Wales politics

Welsh NHS: Call for powers to strike off failing managers

Hospital beds Image copyright Getty Images
Image caption A Plaid AM says a professional body should have the power to strike off NHS managers

A professional body able to hold Welsh NHS managers to account and strike them off for poor performance should be set up, a Plaid Cymru AM has said.
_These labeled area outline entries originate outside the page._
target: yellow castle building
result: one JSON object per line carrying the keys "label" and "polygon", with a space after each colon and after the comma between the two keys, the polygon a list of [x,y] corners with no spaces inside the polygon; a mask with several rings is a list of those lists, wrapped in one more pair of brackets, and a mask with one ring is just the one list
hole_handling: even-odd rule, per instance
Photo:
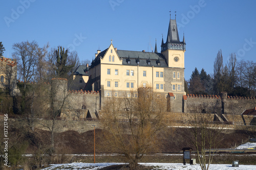
{"label": "yellow castle building", "polygon": [[162,39],[161,53],[118,50],[112,43],[105,50],[97,51],[88,70],[86,90],[99,91],[101,98],[131,97],[138,88],[152,87],[158,98],[165,100],[169,95],[182,112],[184,91],[185,38],[180,41],[176,20],[170,19],[165,43]]}

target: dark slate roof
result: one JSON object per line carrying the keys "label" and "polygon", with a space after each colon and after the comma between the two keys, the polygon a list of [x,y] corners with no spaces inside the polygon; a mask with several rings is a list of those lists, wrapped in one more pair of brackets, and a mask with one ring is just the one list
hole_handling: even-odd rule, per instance
{"label": "dark slate roof", "polygon": [[[104,56],[108,49],[104,50],[97,56],[92,62],[90,68],[93,68],[100,63],[100,58]],[[140,66],[168,67],[165,59],[161,53],[119,50],[117,51],[117,53],[119,58],[123,59],[123,65],[137,65],[137,60],[139,58],[140,60],[139,65]],[[130,64],[127,63],[127,61],[129,60],[129,58],[130,58]],[[147,64],[147,61],[149,58],[151,61],[150,65]],[[157,63],[159,61],[160,65],[158,65]]]}
{"label": "dark slate roof", "polygon": [[[117,50],[117,52],[118,56],[123,59],[123,65],[137,65],[136,61],[139,58],[140,66],[168,67],[165,59],[161,53],[126,50]],[[130,64],[128,64],[126,60],[128,57],[130,57],[131,60]],[[148,59],[150,59],[150,65],[147,64]],[[158,60],[160,61],[160,65],[157,65]]]}
{"label": "dark slate roof", "polygon": [[79,65],[74,71],[74,75],[89,76],[88,72],[86,73],[86,71],[88,71],[89,68],[90,67],[87,67],[86,65]]}

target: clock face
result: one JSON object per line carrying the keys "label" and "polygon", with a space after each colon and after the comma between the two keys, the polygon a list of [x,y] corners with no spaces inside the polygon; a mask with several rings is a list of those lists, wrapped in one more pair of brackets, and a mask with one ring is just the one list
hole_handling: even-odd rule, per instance
{"label": "clock face", "polygon": [[179,57],[175,57],[174,58],[174,61],[175,61],[175,62],[178,62],[179,59],[179,59]]}

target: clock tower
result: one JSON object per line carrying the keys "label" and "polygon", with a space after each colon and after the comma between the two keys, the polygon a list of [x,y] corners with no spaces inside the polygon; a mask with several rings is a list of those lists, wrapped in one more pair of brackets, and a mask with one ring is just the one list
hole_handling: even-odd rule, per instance
{"label": "clock tower", "polygon": [[161,47],[161,53],[165,57],[169,67],[184,68],[186,43],[184,34],[183,41],[180,41],[176,19],[170,18],[166,42],[164,43],[162,38]]}

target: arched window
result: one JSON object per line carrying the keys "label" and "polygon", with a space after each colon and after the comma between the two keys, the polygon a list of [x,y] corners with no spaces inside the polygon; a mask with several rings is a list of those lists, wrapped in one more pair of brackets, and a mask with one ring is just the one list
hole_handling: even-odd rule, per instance
{"label": "arched window", "polygon": [[5,77],[4,77],[4,76],[1,76],[1,82],[5,82]]}

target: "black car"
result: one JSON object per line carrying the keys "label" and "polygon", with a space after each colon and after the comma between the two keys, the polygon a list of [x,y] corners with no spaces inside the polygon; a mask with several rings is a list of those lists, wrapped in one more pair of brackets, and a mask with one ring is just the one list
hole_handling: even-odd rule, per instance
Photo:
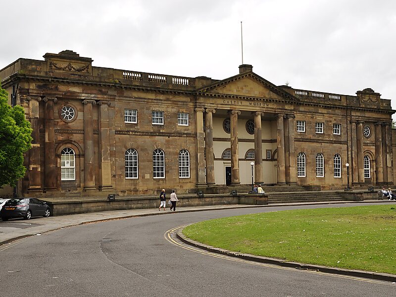
{"label": "black car", "polygon": [[0,217],[3,221],[11,218],[22,217],[28,220],[32,216],[48,217],[50,214],[50,206],[37,198],[10,199],[0,210]]}

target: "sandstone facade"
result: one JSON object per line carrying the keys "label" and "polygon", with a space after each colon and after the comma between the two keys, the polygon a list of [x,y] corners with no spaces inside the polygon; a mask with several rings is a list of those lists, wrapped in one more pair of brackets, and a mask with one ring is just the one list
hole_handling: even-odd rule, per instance
{"label": "sandstone facade", "polygon": [[[254,182],[393,185],[390,99],[275,86],[240,66],[222,80],[92,66],[70,50],[0,70],[33,128],[26,196],[205,191]],[[253,166],[250,165],[251,162]]]}

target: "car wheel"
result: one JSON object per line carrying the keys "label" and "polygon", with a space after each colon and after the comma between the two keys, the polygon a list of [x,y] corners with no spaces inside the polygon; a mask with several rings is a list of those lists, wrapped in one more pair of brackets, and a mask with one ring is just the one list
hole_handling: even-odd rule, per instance
{"label": "car wheel", "polygon": [[48,218],[49,217],[51,214],[51,212],[50,211],[50,208],[47,208],[46,209],[46,212],[44,213],[44,217]]}
{"label": "car wheel", "polygon": [[25,219],[29,220],[31,217],[32,217],[32,212],[30,210],[28,209],[28,211],[26,211],[26,214],[25,216]]}

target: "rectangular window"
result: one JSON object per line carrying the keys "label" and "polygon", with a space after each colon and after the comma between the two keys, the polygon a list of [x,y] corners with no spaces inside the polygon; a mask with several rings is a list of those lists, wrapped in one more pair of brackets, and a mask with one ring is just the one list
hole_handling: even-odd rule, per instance
{"label": "rectangular window", "polygon": [[163,125],[164,112],[151,111],[151,123],[153,125]]}
{"label": "rectangular window", "polygon": [[124,109],[124,114],[125,123],[138,122],[138,111],[136,109]]}
{"label": "rectangular window", "polygon": [[271,155],[272,154],[272,151],[271,149],[265,150],[265,157],[267,160],[271,159]]}
{"label": "rectangular window", "polygon": [[317,133],[323,133],[323,123],[315,123],[315,132]]}
{"label": "rectangular window", "polygon": [[297,132],[305,132],[305,121],[297,121]]}
{"label": "rectangular window", "polygon": [[340,135],[341,134],[341,124],[333,124],[333,134],[336,135]]}
{"label": "rectangular window", "polygon": [[177,125],[178,126],[188,126],[189,114],[187,112],[178,112]]}

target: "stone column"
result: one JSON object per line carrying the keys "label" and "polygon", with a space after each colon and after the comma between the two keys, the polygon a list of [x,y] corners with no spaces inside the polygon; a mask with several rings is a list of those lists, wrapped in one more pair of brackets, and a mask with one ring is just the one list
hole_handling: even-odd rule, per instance
{"label": "stone column", "polygon": [[110,160],[110,117],[109,101],[99,101],[98,118],[99,119],[99,148],[100,149],[100,161],[99,166],[100,180],[99,190],[113,189],[111,184],[111,166]]}
{"label": "stone column", "polygon": [[213,109],[206,108],[205,113],[205,149],[206,168],[206,185],[213,186],[214,182],[214,159],[213,157]]}
{"label": "stone column", "polygon": [[[356,184],[358,182],[357,180],[357,146],[356,141],[356,121],[350,121],[351,125],[351,158],[349,159],[350,169],[350,175],[349,177],[351,178],[351,181],[352,184]],[[347,161],[344,162],[342,164],[341,168],[343,168],[345,166],[345,164],[347,163]]]}
{"label": "stone column", "polygon": [[254,179],[257,184],[264,184],[263,178],[263,145],[261,135],[262,112],[253,112],[254,116]]}
{"label": "stone column", "polygon": [[363,160],[363,123],[358,121],[356,126],[356,149],[357,150],[357,181],[364,183],[364,167]]}
{"label": "stone column", "polygon": [[239,178],[239,151],[238,150],[238,115],[239,110],[232,110],[230,113],[231,126],[231,185],[241,183]]}
{"label": "stone column", "polygon": [[84,100],[84,191],[95,190],[95,162],[94,159],[93,105],[95,100]]}
{"label": "stone column", "polygon": [[55,127],[53,117],[53,103],[56,98],[46,97],[43,99],[44,105],[44,179],[46,191],[56,190],[56,159],[55,156]]}
{"label": "stone column", "polygon": [[39,113],[39,97],[27,98],[30,125],[33,129],[32,148],[29,151],[29,188],[28,192],[41,191],[41,170],[40,157],[40,133]]}
{"label": "stone column", "polygon": [[377,184],[384,182],[384,168],[382,158],[382,126],[376,123],[375,126],[375,171]]}
{"label": "stone column", "polygon": [[384,181],[388,182],[388,184],[393,184],[393,171],[392,164],[393,164],[392,155],[392,124],[384,123],[382,127],[382,139],[385,141],[385,145],[383,145],[383,165],[384,166]]}
{"label": "stone column", "polygon": [[[294,114],[288,114],[286,117],[286,128],[285,129],[285,148],[286,182],[297,183],[297,172],[296,170],[296,151],[294,148]],[[287,139],[287,145],[286,140]]]}
{"label": "stone column", "polygon": [[[206,185],[205,181],[205,132],[202,108],[195,109],[197,123],[197,187]],[[213,139],[212,139],[213,142]]]}
{"label": "stone column", "polygon": [[278,183],[286,182],[285,171],[285,130],[283,115],[278,115],[276,144],[278,147]]}

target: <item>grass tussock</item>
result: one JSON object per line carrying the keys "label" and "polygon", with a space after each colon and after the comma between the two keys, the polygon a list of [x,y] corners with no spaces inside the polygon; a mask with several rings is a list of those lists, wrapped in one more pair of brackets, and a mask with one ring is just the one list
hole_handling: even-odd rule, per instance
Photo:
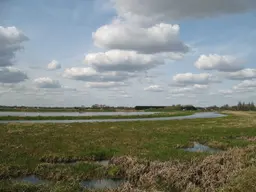
{"label": "grass tussock", "polygon": [[190,163],[150,162],[127,156],[113,158],[112,162],[120,166],[129,182],[138,188],[214,192],[251,166],[251,154],[255,152],[256,147],[230,149]]}
{"label": "grass tussock", "polygon": [[[248,172],[256,164],[255,148],[248,147],[255,143],[255,117],[1,124],[0,191],[81,191],[82,179],[123,177],[128,180],[124,186],[103,191],[239,191],[238,176],[250,177],[244,183],[250,186],[255,178],[250,176],[255,172]],[[246,139],[237,139],[242,137]],[[180,149],[193,142],[227,151],[209,156]],[[96,164],[107,159],[113,164]],[[38,188],[8,181],[32,174],[52,183]]]}

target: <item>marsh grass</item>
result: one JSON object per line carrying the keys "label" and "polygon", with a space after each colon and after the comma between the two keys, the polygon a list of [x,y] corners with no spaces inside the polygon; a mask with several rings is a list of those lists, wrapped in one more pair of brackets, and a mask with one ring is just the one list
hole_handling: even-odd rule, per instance
{"label": "marsh grass", "polygon": [[[156,122],[0,125],[0,191],[19,191],[19,187],[24,188],[23,191],[65,191],[65,188],[79,191],[76,188],[79,180],[115,177],[127,177],[130,182],[118,190],[106,191],[178,190],[180,184],[184,184],[181,181],[193,190],[205,189],[205,185],[210,189],[223,187],[230,182],[229,178],[236,178],[231,168],[237,167],[239,172],[254,162],[255,156],[248,150],[234,149],[236,153],[233,153],[232,148],[243,150],[254,143],[234,138],[255,137],[255,117],[256,113],[250,113],[216,119]],[[223,153],[209,156],[208,153],[186,152],[177,147],[189,146],[193,142],[227,150],[224,164],[219,163]],[[247,156],[247,152],[250,160],[240,158],[240,154]],[[129,156],[131,162],[136,162],[134,167],[129,167],[130,161],[125,169],[123,163],[113,161],[120,156]],[[106,159],[112,159],[114,164],[104,167],[94,163]],[[187,174],[180,178],[178,173],[183,171]],[[204,177],[201,171],[205,173]],[[224,173],[228,178],[221,176]],[[54,183],[38,189],[37,186],[8,181],[32,174]],[[219,179],[215,180],[215,177]]]}

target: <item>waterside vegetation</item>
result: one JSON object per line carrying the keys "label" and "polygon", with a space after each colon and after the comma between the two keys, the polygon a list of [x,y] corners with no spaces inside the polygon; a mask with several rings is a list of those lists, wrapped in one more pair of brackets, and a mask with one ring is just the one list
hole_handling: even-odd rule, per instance
{"label": "waterside vegetation", "polygon": [[[100,191],[253,192],[256,113],[225,113],[216,119],[0,125],[0,191],[97,191],[79,183],[123,178],[118,189]],[[183,150],[194,142],[224,152]],[[15,181],[26,175],[49,182]]]}

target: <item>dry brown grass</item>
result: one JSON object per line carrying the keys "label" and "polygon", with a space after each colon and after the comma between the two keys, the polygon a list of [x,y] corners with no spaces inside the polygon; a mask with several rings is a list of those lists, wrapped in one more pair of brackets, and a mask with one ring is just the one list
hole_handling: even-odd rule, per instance
{"label": "dry brown grass", "polygon": [[255,152],[256,147],[251,146],[190,163],[149,162],[128,156],[113,158],[112,163],[125,172],[130,187],[146,191],[214,192],[250,166],[251,154]]}

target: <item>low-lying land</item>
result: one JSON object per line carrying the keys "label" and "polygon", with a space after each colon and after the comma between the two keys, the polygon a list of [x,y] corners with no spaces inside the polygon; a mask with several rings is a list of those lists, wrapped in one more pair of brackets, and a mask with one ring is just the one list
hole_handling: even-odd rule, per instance
{"label": "low-lying land", "polygon": [[147,115],[97,115],[97,116],[0,116],[0,121],[12,120],[79,120],[79,119],[140,119],[140,118],[158,118],[158,117],[175,117],[192,115],[194,112],[190,111],[177,111],[155,113]]}
{"label": "low-lying land", "polygon": [[[155,122],[0,125],[0,191],[82,191],[83,180],[123,178],[126,183],[120,188],[101,191],[253,192],[256,148],[250,138],[256,137],[256,113],[246,114]],[[193,142],[223,152],[182,150]],[[97,163],[106,159],[110,165]],[[26,175],[50,183],[14,182]]]}

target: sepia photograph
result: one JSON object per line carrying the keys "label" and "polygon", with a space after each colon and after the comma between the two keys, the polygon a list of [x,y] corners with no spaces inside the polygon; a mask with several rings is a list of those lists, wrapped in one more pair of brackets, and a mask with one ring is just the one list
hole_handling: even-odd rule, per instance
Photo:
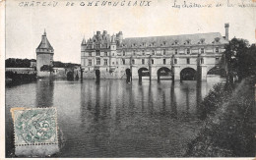
{"label": "sepia photograph", "polygon": [[256,156],[256,1],[6,0],[5,158]]}

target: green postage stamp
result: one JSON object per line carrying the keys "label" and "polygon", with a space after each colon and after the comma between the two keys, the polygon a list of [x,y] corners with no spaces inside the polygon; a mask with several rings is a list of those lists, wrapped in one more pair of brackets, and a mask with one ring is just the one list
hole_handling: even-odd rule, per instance
{"label": "green postage stamp", "polygon": [[57,144],[56,108],[14,109],[15,145]]}

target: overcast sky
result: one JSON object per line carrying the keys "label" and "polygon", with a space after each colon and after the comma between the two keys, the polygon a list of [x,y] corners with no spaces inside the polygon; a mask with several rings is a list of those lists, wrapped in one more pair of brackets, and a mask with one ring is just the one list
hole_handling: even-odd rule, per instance
{"label": "overcast sky", "polygon": [[66,1],[58,1],[56,7],[19,7],[21,1],[7,0],[6,58],[35,59],[44,28],[54,60],[73,63],[80,63],[83,37],[88,39],[96,30],[110,34],[122,30],[124,38],[199,32],[224,35],[224,24],[229,23],[229,38],[255,43],[255,8],[173,9],[173,1],[153,1],[150,7],[81,7],[80,1],[73,1],[74,7],[65,7]]}

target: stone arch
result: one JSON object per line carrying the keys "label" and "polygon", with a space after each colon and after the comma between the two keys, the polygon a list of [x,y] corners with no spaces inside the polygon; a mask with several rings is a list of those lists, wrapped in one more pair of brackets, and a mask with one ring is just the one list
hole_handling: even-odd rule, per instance
{"label": "stone arch", "polygon": [[99,80],[99,79],[100,79],[100,71],[99,71],[99,69],[96,70],[96,80]]}
{"label": "stone arch", "polygon": [[67,80],[74,80],[74,72],[69,71],[69,72],[67,73]]}
{"label": "stone arch", "polygon": [[180,80],[196,80],[197,71],[187,67],[180,71]]}
{"label": "stone arch", "polygon": [[126,82],[130,82],[132,78],[131,69],[129,68],[125,69],[125,74],[126,74]]}
{"label": "stone arch", "polygon": [[138,70],[138,75],[139,77],[147,77],[147,76],[150,76],[150,71],[149,69],[145,68],[145,67],[142,67]]}
{"label": "stone arch", "polygon": [[207,69],[207,75],[219,75],[225,77],[225,70],[219,66],[212,66]]}
{"label": "stone arch", "polygon": [[160,77],[170,77],[172,76],[171,70],[167,67],[161,67],[158,70],[158,80],[160,80]]}

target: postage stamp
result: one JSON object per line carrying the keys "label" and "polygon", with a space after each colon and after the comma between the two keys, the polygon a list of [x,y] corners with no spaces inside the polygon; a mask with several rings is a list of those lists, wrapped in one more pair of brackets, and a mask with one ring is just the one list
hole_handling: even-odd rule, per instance
{"label": "postage stamp", "polygon": [[13,109],[12,113],[16,146],[58,143],[56,108]]}

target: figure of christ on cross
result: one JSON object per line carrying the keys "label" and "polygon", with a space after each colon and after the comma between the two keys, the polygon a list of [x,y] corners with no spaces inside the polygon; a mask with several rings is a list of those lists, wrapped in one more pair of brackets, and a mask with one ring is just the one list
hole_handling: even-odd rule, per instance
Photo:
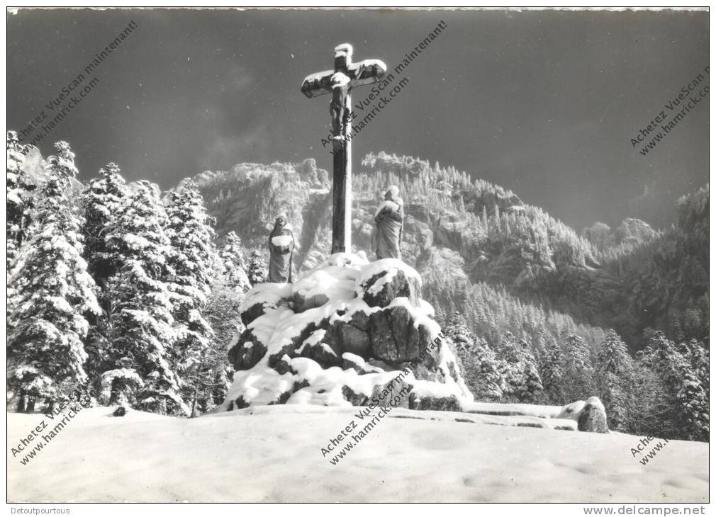
{"label": "figure of christ on cross", "polygon": [[351,90],[377,82],[385,75],[379,59],[352,61],[353,47],[347,43],[334,50],[334,69],[312,74],[301,91],[309,99],[331,94],[333,133],[333,243],[331,253],[351,252]]}

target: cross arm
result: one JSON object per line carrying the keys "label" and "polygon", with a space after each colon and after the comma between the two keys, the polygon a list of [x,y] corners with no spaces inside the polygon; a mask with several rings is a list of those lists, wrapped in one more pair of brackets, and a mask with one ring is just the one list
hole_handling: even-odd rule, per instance
{"label": "cross arm", "polygon": [[304,79],[301,91],[309,99],[316,95],[323,95],[331,92],[331,76],[333,70],[324,70],[316,74],[311,74]]}
{"label": "cross arm", "polygon": [[[355,88],[378,82],[385,76],[387,69],[385,63],[380,59],[364,59],[352,64],[344,73],[351,79],[350,87]],[[324,70],[311,74],[304,79],[301,92],[309,99],[330,93],[331,78],[335,73],[334,70]]]}

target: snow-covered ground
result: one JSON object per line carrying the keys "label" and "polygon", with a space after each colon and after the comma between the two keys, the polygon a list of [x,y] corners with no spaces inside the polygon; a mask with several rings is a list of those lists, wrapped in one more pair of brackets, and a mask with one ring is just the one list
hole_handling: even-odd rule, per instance
{"label": "snow-covered ground", "polygon": [[359,423],[358,411],[257,406],[185,420],[91,408],[25,466],[10,449],[44,417],[9,413],[8,501],[708,500],[705,443],[669,441],[642,466],[630,451],[637,437],[488,425],[495,417],[470,413],[395,409],[332,465],[321,449]]}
Helen Mary Jones has called for more scrutiny to prevent a repeat of the Cwm Taf maternity scandal.

A damning report earlier this year said the department was "dysfunctional" and mothers had "distressing experiences".

But Health Minister Vaughan Gething told a debate such a new body could be complex.

Ms Jones said scandals at Cwm Taf, Tawel Fan mental health ward in Ysbyty Glan Clwyd and elsewhere "exposed consistent and systematic management failures across our Welsh NHS".

Professional regulatory bodies already exist for doctors and nurses, but Ms Jones want a similar professional body for managers.

The Plaid health spokeswoman said senior staff should be registered, so they cannot fail in one local health board and get a job at another.

But unless it is taken on by ministers, Plaid's proposals are not expected to reach the statute book.

The Welsh Government has its own new law planned to place a "duty of candour" on NHS organisations, requiring them to be open and honest when things go wrong.

Image caption Plaid Cymru's Helen Mary Jones will propose new legislation in a debate on Wednesday

Plaid Cymru wants ministers to go further, putting a "legal duty of candour" on health professionals to "empower" whistle-blowers.

Jon Restell, chief executive of trade union Mangers in Partnership, said: "This kind of rhetoric damages morale and effectiveness of management and has a chilling effect on recruitment to these posts, especially clinicians."

He said he would "welcome any investment in professional standards and development for NHS managers", but any regulatory process "would need to be fully independent of the political process".

Ms Jones called for new legislation in a debate on Wednesday - with support from the Conservatives and Brexit Party.

Mr Gething did not support the idea of a new regulatory body for NHS managers, saying it "would introduce a level of cost and complexity, but of course that's always the case when introducing new measures".

One consideration, he said, would be defining "who or what a manager is to be called within the ambit of a new regulatory body".

Cwm Taf's maternity services were put into special measures after failings were uncovered at the Royal Glamorgan and Prince Charles hospitals, prompted by concerns about the deaths of a number of babies.

The Welsh Government said it wanted to "create a culture of continual learning and improvement in our NHS", adding: "We have already introduced our Quality and Engagement Bill which will increase openness and transparency across the NHS and give a stronger voice to staff and patients."

The government's bill also proposes to replace Community Health Councils with a new body - there have been concerns about a lack of detail on what will replace them.